Making Your Money Work For You
Since the Great Recession began, American households have been saving more of their income. The recession, and its effects: unemployment, stagnant incomes, eroded consumer confidence, have shifted the way many people view their money. Once the recovery began, people regained some confidence in the banking sector and many were looking for a safe place to put their money. Rather than gamble in a volatile stock market, millions of families instead chose to put their money in that staple of the American economy: a savings account. Unfortunately, with a stark decrease in spending, the drive to save more money has made the recovery harder and longer than usual. However, it has greatly bolstered the bottom lines of millions of households that were in debt.
Unfortunately, low interest has had some negative effects on the economy. With historically low interest rates, individuals who rely on interest income, such as retirees, have seen their yield drop dramatically. Pension funds have also been hurt by a Federal Reserve policy that was put into place to help mitigate some of the economic damage of the recession and prime the pump of recovery. Despite this, overall household debt, which includes credit cards, mortgages, student loans and car loans, has declined precipitously since late 2008. Americans have paid off over $1 trillion in debt. Making your money work for you means that you become savvy about your saving practices.
The Federal Reserve website provides a fantastic resource for those seeking information on monetary policy. It provides useful information, such as the daily interest rate. Individuals concerned about money management closely follow many of the fed indexes so that they will be able to make the most informed decisions regarding their money.

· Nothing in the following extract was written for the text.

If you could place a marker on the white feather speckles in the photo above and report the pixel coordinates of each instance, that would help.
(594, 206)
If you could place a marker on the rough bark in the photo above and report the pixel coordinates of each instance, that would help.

There are a few places where people can obtain reasonable money market rates. By placing your money in a safe, steady yielding savings account, you can watch your debt shrink while your money grows. The recession decimated the wealth of the American people and put a strain on many American families that were already struggling. Those who learned how to make smart monetary decisions and exercise patience will be ones to see a steady increase in their finances despite Federal Reserve monetary policy.
Interest must increase at some point in the future. This will have negative consequences for many individuals and families as payments on everything from mortgages to student loans will increase. However, those who have built up a solid savings account will only continue to prosper from smart money management. Frugality is still in fashion.